Too harsh? A paragraph from the conclusion is worth quoting at length.

It may seem as if I am expecting Slow Food to do the impossible and protect agrobiodiversity while not engaging the structures of the conventional system, not creating a market for its exceptional products, and not trying to convince people of the importance of taste in the food decisions they make. Rather, I have tried to do something the organization has so far ignored; I have tried to take a critical look at the ways in which Slow Food attempts to achieve its mission and the effects of its activities. This is lacking in Slow Food and other alternative agriculture organizations, perhaps because a critique is often assumed to be a threat to a movement’s fragile existence. Without a critical examination of an organization’s activities, however, unintended and potentially negative effects are overlooked.

And of how many similar — and not so similar — organizations could something similar be said! Lotti longs for a middle way — no Cartesian dualist she.

…the binary of fast food and slow food ignores how the two extremes are related within the same agriculture system. This relation, in the case of the Slow Food organization, does not lead to a combination of the two to create what Mintz (2006, p. 10; emphasis in original) refers to as “food at moderate speeds”; that is, foods with the availability of fast foods and the characteristics of slow foods.

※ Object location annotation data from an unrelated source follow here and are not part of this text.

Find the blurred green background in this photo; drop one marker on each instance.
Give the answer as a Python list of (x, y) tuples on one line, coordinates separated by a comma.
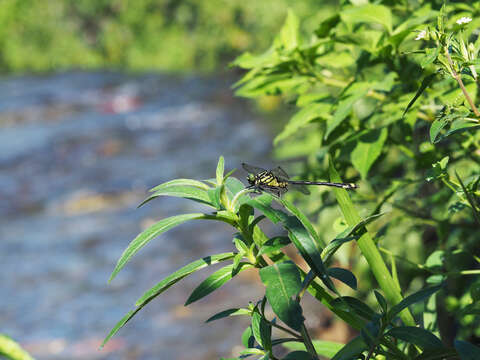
[(166, 35)]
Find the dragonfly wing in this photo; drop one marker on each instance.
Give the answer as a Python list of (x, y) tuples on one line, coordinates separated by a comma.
[(302, 188), (252, 169), (280, 173)]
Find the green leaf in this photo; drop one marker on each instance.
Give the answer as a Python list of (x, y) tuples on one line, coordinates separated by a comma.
[(426, 81), (288, 37), (324, 348), (181, 182), (345, 105), (215, 196), (326, 25), (308, 248), (227, 313), (214, 281), (274, 244), (282, 282), (220, 170), (264, 204), (344, 276), (436, 127), (467, 351), (348, 303), (152, 232), (381, 301), (368, 149), (409, 300), (303, 219), (439, 354), (182, 273), (430, 56), (302, 118), (299, 355), (415, 335), (368, 13), (12, 350), (248, 339), (262, 331), (187, 192), (351, 350)]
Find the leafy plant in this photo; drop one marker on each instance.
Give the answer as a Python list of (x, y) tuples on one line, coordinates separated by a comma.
[(387, 96)]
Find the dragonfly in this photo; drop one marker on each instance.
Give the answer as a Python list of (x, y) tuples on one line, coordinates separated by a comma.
[(277, 182)]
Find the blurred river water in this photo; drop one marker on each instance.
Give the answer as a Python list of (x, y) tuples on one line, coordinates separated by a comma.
[(78, 152)]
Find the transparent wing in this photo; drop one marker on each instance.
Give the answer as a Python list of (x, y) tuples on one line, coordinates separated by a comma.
[(299, 187), (252, 169), (280, 173)]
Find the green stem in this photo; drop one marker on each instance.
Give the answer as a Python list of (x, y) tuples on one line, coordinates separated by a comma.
[(308, 342), (460, 83)]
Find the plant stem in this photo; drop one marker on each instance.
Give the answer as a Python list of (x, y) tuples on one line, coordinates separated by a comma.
[(308, 342), (460, 83)]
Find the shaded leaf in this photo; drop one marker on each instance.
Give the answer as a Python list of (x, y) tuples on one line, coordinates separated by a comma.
[(214, 281), (351, 350), (302, 118), (299, 355), (187, 192), (412, 299), (467, 351), (348, 303), (415, 335), (262, 331), (227, 313), (368, 13), (368, 149), (152, 232), (426, 81), (344, 276), (282, 282), (324, 348), (181, 273)]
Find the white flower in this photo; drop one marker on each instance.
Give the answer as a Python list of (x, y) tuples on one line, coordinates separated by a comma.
[(464, 20), (421, 35)]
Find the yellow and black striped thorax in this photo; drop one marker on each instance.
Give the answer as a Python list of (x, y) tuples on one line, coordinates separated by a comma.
[(266, 178)]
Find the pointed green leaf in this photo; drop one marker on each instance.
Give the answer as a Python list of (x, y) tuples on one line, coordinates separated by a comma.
[(368, 13), (299, 355), (426, 81), (182, 273), (324, 348), (308, 248), (227, 313), (351, 350), (381, 301), (409, 300), (467, 351), (368, 149), (187, 192), (348, 303), (415, 335), (220, 170), (181, 182), (12, 350), (282, 282), (152, 232), (303, 118), (214, 281), (344, 276), (303, 219), (288, 37), (262, 331)]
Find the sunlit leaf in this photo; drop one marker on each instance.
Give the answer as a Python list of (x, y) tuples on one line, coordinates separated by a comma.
[(282, 282), (152, 232)]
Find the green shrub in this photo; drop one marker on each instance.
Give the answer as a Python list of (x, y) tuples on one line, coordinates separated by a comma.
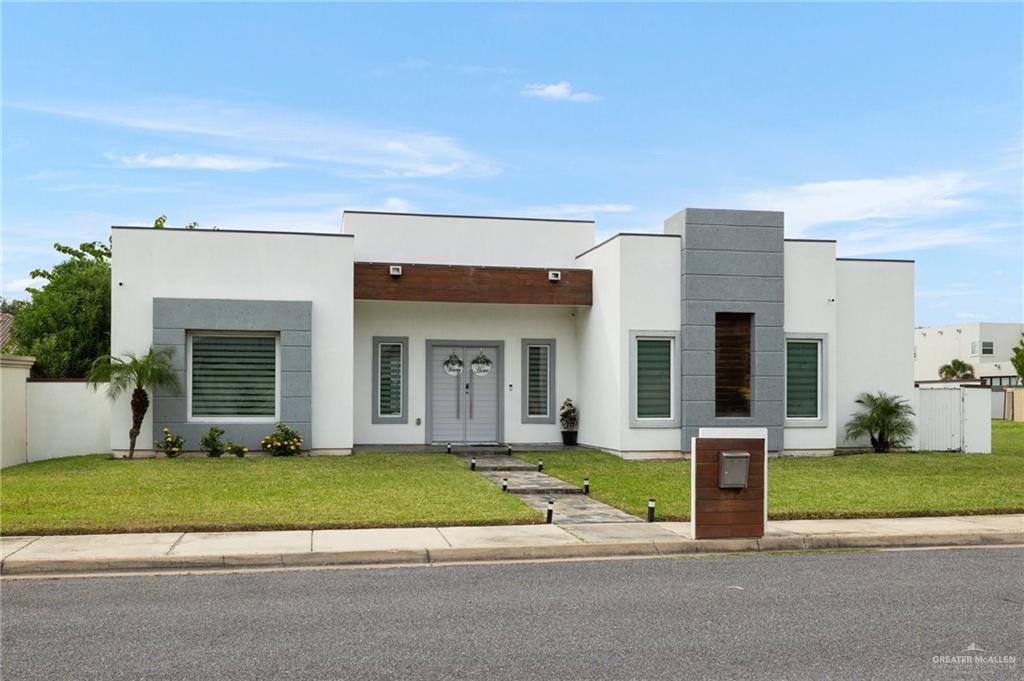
[(284, 441), (237, 450), (210, 442), (171, 444)]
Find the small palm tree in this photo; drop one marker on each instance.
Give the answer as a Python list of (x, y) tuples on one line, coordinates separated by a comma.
[(138, 374), (956, 370), (884, 418)]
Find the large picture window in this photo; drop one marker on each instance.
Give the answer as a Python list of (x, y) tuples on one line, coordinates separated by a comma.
[(652, 374), (538, 380), (232, 377), (390, 398), (733, 364)]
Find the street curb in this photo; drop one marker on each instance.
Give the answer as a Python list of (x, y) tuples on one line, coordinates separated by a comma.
[(15, 566)]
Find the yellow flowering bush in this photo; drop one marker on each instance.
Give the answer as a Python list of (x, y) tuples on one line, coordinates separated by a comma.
[(284, 441), (170, 443)]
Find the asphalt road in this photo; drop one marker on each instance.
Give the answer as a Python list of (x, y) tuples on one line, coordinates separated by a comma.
[(808, 615)]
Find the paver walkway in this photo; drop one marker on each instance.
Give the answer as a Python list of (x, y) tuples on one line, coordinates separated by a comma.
[(536, 490)]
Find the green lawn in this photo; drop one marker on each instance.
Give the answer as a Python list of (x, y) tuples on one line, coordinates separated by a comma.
[(96, 494), (851, 486)]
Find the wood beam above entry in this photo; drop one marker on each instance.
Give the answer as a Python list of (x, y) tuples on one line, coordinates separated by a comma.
[(471, 284)]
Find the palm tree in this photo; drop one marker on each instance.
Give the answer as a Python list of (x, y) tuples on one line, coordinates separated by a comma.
[(138, 374), (956, 370), (884, 418)]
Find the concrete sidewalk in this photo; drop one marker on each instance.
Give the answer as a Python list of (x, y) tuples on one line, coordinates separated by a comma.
[(91, 553)]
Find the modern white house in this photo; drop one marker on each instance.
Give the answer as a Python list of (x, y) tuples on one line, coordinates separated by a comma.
[(416, 330), (987, 347)]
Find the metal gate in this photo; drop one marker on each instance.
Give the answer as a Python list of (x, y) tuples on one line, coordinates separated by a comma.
[(941, 419)]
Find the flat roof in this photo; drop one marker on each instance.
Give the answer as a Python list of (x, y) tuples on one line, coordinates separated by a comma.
[(233, 231), (465, 217), (875, 259), (626, 233)]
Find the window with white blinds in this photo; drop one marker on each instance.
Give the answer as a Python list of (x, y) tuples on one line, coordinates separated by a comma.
[(233, 376), (389, 379), (538, 373), (803, 380), (653, 378)]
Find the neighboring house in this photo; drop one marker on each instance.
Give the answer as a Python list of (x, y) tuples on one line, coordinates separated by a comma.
[(409, 329), (987, 347), (6, 322)]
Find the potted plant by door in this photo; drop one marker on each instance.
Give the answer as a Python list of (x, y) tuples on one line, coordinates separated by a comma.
[(569, 418)]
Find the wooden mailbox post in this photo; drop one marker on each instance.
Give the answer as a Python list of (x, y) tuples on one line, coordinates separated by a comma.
[(719, 507)]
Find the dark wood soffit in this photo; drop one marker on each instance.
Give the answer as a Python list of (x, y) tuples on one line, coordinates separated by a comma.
[(470, 284)]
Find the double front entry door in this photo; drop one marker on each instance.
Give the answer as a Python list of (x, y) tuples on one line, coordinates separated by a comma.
[(464, 392)]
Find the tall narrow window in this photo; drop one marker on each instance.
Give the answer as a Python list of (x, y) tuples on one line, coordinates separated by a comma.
[(803, 379), (390, 376), (390, 379), (538, 380), (653, 381), (733, 355), (537, 356), (233, 377)]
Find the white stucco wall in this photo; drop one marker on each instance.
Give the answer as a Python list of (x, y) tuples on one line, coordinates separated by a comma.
[(177, 263), (423, 322), (811, 308), (600, 381), (68, 419), (466, 241), (636, 288), (875, 333), (13, 372)]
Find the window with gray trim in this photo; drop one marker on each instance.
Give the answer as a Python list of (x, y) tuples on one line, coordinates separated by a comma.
[(390, 383), (653, 384), (538, 380), (803, 379), (806, 380), (232, 377)]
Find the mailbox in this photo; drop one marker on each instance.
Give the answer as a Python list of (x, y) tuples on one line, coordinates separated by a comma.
[(732, 468)]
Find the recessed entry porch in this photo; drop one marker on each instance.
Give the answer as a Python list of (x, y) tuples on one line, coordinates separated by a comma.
[(427, 374)]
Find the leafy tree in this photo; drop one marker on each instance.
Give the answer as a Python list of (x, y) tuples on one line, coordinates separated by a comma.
[(1017, 358), (137, 374), (956, 370), (11, 305), (884, 418), (67, 324)]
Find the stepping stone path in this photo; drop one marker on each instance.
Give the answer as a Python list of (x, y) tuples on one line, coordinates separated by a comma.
[(536, 490)]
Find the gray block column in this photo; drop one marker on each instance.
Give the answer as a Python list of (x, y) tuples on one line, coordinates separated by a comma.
[(732, 261)]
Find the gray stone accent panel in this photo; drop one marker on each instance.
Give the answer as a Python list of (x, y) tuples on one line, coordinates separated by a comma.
[(732, 261), (174, 318)]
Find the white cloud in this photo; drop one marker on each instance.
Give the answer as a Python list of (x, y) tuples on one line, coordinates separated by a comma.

To truly fulfill its potential Slow Food needs to stop thinking of itself as somehow apart from — above — the conventional food system. Referring to the Basque pig keeper who was the subject of her analysis, Lotti points out that…

Pedro is not just a producer of Slow Food Presidium pigs and meats; he is a protector of global diversity and genetic resources. The industrial pig farmers, when they find themselves in a genetic corner with only conventionally-bred pigs to work with, turn to farmers like Pedro. The industrial pig is tasteless, and when the participants of the National Swine Improvement Federation Conference decide that they want to provide consumers with a “positive taste experience,” they go to farmers like Pedro, who raise non-industrial pigs, to look for taste (Johnson 2006, p. 54).

Closer attention to context and a critical, reflexive look at its efforts will “help the organization engage, address, and challenge more effectively the structures that undermine the continued production of the diverse catalogue of breeds and varieties with which it works.”

Will Slow Food slow down for a moment and listen?